Fortunately, yours was of the "I can make it come and go through mechanical action" type. This type of repeatability gives you a fair chance of being able to track the problem down in a reasonable time and with relative ease. Note - this is not a guarantee, just a good chance. Where intermittents become annoying is when they occur in their own sweet time. Identifiable triggers make life easier - even if a bit challenging.
For example, slow thermal triggers require patience - and maybe a can of freeze spray.
However the true hair-pulling begins with intermittents that occur without any identified rhyme or reason. Those can be soul crushing. You need to apply your detective skills and have a disciplined approach to deal with these .... and sometimes the patience of Job. The frustration with these, though, is that because they occur whenever they feel like it, you are never sure that you have fixed the problem.
In your case, however, the fault was repeatable. It was also, perhaps more importantly, non-critical to the basic function of the meter, so no measurement function or accuracy issues were immediately at risk.
With the disassembly and reassembly of the unit having 'fixed' the problem, you now have that experience that most of us (if not all) have encountered. You also have the lack of knowledge as to what the actual fault was and how the disassembly and reassembly addressed that. While it feels good right now, you don't really know if the fault will return or not - and whether it might reappear in a week, 6 months or 10 years' time.

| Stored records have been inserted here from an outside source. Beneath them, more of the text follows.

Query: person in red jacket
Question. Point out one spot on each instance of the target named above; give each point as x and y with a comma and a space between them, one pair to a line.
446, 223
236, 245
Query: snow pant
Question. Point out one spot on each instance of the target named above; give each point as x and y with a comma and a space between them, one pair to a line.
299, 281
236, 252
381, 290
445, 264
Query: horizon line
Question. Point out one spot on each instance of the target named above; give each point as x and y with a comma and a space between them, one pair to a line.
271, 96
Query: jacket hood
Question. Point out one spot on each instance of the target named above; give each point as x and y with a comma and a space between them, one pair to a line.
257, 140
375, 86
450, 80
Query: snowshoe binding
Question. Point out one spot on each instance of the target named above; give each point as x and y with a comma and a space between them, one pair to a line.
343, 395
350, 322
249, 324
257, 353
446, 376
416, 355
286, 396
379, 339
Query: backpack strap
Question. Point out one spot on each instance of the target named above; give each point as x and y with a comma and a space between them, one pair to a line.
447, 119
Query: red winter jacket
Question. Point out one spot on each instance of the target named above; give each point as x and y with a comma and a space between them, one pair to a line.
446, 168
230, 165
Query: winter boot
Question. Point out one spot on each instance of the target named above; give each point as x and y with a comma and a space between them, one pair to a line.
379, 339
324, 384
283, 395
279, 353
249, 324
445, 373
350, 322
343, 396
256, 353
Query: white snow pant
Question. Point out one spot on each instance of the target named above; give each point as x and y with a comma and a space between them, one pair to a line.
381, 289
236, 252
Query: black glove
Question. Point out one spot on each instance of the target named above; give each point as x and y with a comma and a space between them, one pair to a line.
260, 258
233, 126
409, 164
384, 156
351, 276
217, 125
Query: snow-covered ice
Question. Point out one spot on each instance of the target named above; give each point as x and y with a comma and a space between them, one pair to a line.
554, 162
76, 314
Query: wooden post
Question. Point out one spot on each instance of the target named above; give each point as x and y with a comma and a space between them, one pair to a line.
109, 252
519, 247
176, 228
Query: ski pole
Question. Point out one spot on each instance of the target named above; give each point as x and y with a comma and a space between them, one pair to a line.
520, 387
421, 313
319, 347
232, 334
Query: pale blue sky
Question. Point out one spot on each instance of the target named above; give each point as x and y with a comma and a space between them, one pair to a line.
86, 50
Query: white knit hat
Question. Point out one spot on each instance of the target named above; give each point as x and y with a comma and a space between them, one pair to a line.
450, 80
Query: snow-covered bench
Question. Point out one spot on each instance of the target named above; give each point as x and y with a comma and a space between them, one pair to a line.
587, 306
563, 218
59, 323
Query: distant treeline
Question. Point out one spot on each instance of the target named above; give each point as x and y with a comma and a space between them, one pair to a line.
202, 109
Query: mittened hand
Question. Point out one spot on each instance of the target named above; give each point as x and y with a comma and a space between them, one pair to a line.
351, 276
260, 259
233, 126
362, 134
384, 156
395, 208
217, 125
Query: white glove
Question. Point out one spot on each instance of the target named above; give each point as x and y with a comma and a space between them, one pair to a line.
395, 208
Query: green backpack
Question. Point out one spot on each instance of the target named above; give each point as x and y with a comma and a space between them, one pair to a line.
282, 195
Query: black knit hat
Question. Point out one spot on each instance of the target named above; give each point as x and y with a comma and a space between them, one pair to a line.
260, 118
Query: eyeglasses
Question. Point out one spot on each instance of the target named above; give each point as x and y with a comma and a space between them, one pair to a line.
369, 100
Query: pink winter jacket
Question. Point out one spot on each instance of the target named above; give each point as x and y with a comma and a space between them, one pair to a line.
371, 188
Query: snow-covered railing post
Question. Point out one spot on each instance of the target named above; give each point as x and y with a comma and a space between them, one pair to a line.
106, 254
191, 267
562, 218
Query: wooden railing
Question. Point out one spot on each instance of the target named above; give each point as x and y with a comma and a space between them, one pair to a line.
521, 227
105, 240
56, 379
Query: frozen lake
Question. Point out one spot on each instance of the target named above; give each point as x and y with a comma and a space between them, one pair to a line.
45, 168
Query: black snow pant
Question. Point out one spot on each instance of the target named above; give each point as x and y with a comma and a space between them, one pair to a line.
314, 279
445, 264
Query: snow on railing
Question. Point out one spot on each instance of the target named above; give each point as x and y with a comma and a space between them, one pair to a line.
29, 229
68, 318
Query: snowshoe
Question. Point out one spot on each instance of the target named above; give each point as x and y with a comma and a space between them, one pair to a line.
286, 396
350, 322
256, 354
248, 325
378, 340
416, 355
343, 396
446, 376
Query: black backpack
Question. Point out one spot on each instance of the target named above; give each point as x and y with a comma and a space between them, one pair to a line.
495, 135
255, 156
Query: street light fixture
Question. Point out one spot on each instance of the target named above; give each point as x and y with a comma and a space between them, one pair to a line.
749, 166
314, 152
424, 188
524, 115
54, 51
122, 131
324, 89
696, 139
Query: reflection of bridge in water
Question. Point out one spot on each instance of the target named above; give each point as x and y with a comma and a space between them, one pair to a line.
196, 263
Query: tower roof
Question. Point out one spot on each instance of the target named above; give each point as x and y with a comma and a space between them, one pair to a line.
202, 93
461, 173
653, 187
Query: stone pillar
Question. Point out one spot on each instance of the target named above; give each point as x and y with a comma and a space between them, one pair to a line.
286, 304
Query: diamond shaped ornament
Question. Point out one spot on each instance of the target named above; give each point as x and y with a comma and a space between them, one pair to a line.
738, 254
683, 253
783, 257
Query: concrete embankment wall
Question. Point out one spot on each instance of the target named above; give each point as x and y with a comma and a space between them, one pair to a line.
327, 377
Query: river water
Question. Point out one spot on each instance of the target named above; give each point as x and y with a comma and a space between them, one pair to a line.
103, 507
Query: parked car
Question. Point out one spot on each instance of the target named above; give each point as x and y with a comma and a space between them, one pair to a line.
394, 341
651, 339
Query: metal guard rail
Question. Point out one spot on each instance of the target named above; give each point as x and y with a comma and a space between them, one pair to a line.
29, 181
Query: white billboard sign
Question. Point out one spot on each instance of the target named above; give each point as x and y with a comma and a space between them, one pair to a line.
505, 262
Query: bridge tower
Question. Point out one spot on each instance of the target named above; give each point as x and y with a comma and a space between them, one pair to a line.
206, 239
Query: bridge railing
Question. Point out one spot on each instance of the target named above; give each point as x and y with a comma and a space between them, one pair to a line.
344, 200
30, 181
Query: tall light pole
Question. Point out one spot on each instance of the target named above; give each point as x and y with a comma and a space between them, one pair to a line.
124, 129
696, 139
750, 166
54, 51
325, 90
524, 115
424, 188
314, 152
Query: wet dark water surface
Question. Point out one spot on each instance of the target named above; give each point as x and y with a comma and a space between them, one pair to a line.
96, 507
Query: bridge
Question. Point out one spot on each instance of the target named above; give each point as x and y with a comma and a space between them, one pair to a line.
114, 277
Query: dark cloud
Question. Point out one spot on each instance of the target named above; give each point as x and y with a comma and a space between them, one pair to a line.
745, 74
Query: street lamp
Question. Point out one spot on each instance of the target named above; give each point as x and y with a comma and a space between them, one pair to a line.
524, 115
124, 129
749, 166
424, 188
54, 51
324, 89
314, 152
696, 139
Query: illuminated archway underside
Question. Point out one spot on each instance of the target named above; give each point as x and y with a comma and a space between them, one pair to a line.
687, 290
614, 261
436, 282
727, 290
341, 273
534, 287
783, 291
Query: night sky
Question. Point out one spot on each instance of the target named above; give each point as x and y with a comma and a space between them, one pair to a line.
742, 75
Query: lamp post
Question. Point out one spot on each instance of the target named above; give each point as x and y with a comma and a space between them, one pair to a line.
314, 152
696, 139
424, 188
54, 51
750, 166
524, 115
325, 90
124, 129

General comments - not directed at any specific product:
Bad solder joints can get disturbed just enough to make contact for the moment and the fault will come back in time - perhaps in hours, perhaps in months. Plug and socket arrangements are perhaps the best candidates for quick "repair" efforts - but even they have their quirks. If the fault was caused by some debris that was removed by unplugging and replugging, then your repair might just be permanent - but if it was through a poorly sprung pin that just happened to find a microscopically different position in the socket, then it could fail overnight ... or behave for years.
The possibilities are almost endless - and the stories are ones you generally want to be ones that others have told - but the more time you spend in this pond, the greater your chances of slipping getting dragged off the lily pad and struggling with an intermittent that simply won't give up its secret.